Utilities

This directory contains a number of useful tools and utilities for handling the data from the ASTRO3D Genesis simulations. We have provided a number of example scripts to run these tools in the run_scripts directory.

adjust_spec

This utility adjusts the data specification of the default VELOCIraptor``+``Wherewolf trees to match the required specification of the LHaloTree strucutre. See LHaloTreeReader for an overview of the LHalo tree structure.

forest_sorter

This utility takes input HDF5 merger trees that have not been saved in any specific order and sorts them on a number of fields; usually an at least an ID field and a mass field. The user can specify on which fields the sorting should occur. In the default case, the trees are sorted first on the ForestID, then the hostHaloID and finally in descending order of 200mean mass of the halo. This results in halos that are sorted in ascending order according to their ForestID, then within each Forest, all halos within a single FoF group are grouped and finally within each FoF-group, the most massive halo is sorted first.

Tests

First please run the basic tests on the default test data provided by invoking pytest. If this default test does not pass, please email jseiler@swin.edu.au

Included in the main function of tests/forest_sorter_test.py is an example of running tests with customized settings. Of particular note is the gen_data variable. If this is set to 1, a small set of sorted trees will be generated from the specified unsorted HDF5 trees. The number of halos tested on is handled by the NHalos_test variable.

If you wish to test your fully sorted trees after running forest_sorter(), set gen_data=0, fname_in to the path of the original unsorted trees and fname_out to the path of the sorted trees.

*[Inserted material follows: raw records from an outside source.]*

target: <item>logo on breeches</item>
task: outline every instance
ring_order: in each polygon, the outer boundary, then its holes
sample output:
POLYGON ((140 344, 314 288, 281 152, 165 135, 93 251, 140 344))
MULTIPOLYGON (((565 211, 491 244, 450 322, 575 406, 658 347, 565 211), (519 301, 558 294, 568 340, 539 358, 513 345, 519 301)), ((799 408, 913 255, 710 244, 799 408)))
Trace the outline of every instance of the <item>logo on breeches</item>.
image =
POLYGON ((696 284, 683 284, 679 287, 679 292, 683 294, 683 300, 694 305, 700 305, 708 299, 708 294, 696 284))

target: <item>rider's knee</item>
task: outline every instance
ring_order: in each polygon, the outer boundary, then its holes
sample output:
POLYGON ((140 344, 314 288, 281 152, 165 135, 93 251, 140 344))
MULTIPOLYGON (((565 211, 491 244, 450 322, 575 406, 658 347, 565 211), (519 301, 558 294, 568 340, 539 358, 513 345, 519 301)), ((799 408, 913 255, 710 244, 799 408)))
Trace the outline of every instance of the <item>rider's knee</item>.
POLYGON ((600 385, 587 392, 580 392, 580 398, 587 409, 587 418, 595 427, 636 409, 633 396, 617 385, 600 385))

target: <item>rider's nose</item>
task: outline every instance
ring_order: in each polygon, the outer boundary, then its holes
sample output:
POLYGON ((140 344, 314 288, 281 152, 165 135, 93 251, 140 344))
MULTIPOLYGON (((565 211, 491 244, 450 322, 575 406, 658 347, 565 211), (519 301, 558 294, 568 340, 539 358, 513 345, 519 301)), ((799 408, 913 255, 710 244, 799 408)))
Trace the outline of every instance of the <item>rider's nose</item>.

If the default test passes but your specific test fails please ensure that your data file is not corrupt. Importantly, check that the snapshot keys are named appropriately. We require the snapshot fields to include the word snap (case insensitive) and assume that the snapshot number corresponding to the snapshot key is included as a single cluster towards the end of the key; snap53_04 should correspond to snapshot number 04 for example.

If the snapshot fields are named correctly and your data can be otherwise read in via `h5py`, please email jseiler@swin.edu.au

convert_indices

This utility takes the sorted HDF5 trees from forest_sorter and adjusts the halo IDs to match the requirements of LHalo trees. LHalo trees requires that these IDs are tree local and are the indices of the halos (rather than unique temporal IDs).

The resulting LHalo compatible trees are saved as a HDF5 file with all other fields identical to the input trees.

treefrog_to_lhalo

This function takes trees with the LHalo corrected indices (from convert_indices()) and writes LHalo tree format. Under this format, the tree pointers used to walk the tree are tree local. See LHaloTreeReader for an overview of the LHalo tree style pointers.

The output format for this function can be either binary (write_binary_flag == 1), HDF5 (write_binary_flag == 0) or both (write_binary_flag == 2).

The binary files will have the following data format:

  • 32-bit integer: NTrees, describing the number of trees in the file,
  • 32-bit integer: TotNHalos, describing the total number of halos within the file,
  • NTrees 32-bit integers: TreeNHalos, describing the number of halos within each tree.

Following this header is TotNHalos halo entries with data format:

  • Descendant, 32-bit integer,
  • FirstProgenitor, 32-bit integer,
  • NextProgenitor, 32-bit integer,
  • FirstHaloInFOFgroup, 32-bit integer,
  • NextHaloInFOFgroup, 32-bit integer,
  • Len, 32-bit integer,
  • M_Mean200, 32-bit float,
  • Mvir, 32-bit float,
  • M_TopHat, 32-bit float,
  • Posx, 32-bit float,
  • Posy, 32-bit float,
  • Posz, 32-bit float,
  • Velx, 32-bit float,
  • Vely, 32-bit float,
  • Velz, 32-bit float,
  • VelDisp, 32-bit float,
  • Vmax, 32-bit float,
  • Spinx, 32-bit float,
  • Spiny, 32-bit float,
  • Spinz, 32-bit float,
  • MostBoundID, 64-bit integer,
  • SnapNum, 32-bit integer,
  • Filenr, 32-bit integer,
  • SubHaloIndex, 32-bit integer,
  • SubHalfMass, 32-bit integer.

The function is MPI compatible and the final number of files written is equivalent to the number of processors used to call the function. These files are load balanced such that each one will have a similar number of halos (but not necessarily number of trees). For example,

$ mpirun -np 4 python run_scripts/run_treefrog_to_lhalo.py

Would generate 4 LHalo tree binary files.